Filesystem as Database

Are there circumstances where you can use a filesystem as a database, and if so, what are the implementation considerations, including pros and cons?

Suppose you have a large set of data which is all big blobs.

  • For example, the blocks of a blockchain.

And suppose you have one (or more) unique primary key(s) for these blobs.

  • E.g., block hash. And (if you’re storing the main chain only1) block height.

In that case you can consider using a file system as your database: put the blobs in files, and use directories as your indexes.

(The following is written in outline form for the first draft, and needs filling out as prose with examples and especially pointers to code. Also some performance numbers (e.g., space, time to traverse, etc.). Take it as a draft, please.)

How:

  • Directory structure - full path - supports indexing.

  • Hard links allow multiple indexes (but loses unique key == full path, so you might need to be able to identify all primary keys from content of the blob/file).

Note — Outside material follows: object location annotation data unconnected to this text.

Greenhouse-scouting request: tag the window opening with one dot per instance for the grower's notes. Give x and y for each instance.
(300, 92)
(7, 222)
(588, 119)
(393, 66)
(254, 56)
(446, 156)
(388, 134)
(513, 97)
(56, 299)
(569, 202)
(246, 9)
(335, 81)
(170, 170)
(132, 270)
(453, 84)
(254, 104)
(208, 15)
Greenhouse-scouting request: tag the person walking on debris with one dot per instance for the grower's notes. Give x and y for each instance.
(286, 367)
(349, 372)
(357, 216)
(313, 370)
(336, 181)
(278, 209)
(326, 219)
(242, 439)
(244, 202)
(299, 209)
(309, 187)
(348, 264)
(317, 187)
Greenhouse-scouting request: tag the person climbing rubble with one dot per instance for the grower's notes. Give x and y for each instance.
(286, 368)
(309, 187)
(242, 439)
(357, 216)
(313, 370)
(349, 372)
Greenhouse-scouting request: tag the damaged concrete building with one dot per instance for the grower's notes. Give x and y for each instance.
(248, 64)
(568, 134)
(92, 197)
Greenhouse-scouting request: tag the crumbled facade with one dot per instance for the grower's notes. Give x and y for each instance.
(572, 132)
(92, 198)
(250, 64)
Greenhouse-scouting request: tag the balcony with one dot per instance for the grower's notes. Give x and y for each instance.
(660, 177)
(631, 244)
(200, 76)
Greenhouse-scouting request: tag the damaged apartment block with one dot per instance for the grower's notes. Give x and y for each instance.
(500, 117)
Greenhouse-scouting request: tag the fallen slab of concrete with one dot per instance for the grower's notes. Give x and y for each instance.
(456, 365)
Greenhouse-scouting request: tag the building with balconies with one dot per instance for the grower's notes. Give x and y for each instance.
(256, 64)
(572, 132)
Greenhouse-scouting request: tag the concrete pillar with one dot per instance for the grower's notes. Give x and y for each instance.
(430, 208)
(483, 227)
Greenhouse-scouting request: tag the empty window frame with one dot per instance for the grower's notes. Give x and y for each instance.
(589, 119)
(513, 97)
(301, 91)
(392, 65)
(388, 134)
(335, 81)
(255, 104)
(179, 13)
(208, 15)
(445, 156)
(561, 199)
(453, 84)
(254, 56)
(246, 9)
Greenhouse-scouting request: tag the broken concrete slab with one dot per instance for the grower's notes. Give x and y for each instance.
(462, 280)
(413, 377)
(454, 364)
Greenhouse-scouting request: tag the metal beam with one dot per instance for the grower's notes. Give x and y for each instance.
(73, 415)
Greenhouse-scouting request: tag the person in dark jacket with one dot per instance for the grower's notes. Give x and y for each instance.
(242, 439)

  • You might quickly run into a files per directory performance limitation for various tools (or even the file system itself); solve by splitting the key into segments and forming a hierarchy from that. (IOW, the directory structure is a radix tree with the blobs as leaves.)

    • E.g., 202b314072e33f75ab2a8d8e00762204bd3bfa01a436791fa919944a638a55e8 to 2/02b/314/072/e33/f75/ab2/a8d/8e0/076/220/4bd/3bf/a01/a43/679/1fa/919/944/a63/8a5/5e8.tx, with a maximum of 4096 entries per directory (splitting a hex number into more “natural” 4 character segments gives 65536 entries per directory, max, which is pushing it a bit for some tools).
  • For write-once databases make sure to set the read-only attribute on each file/blob.

  • Write simple scripts (perhaps as simple as a tool pipeline) to do various kinds of verification on the database/directory tree.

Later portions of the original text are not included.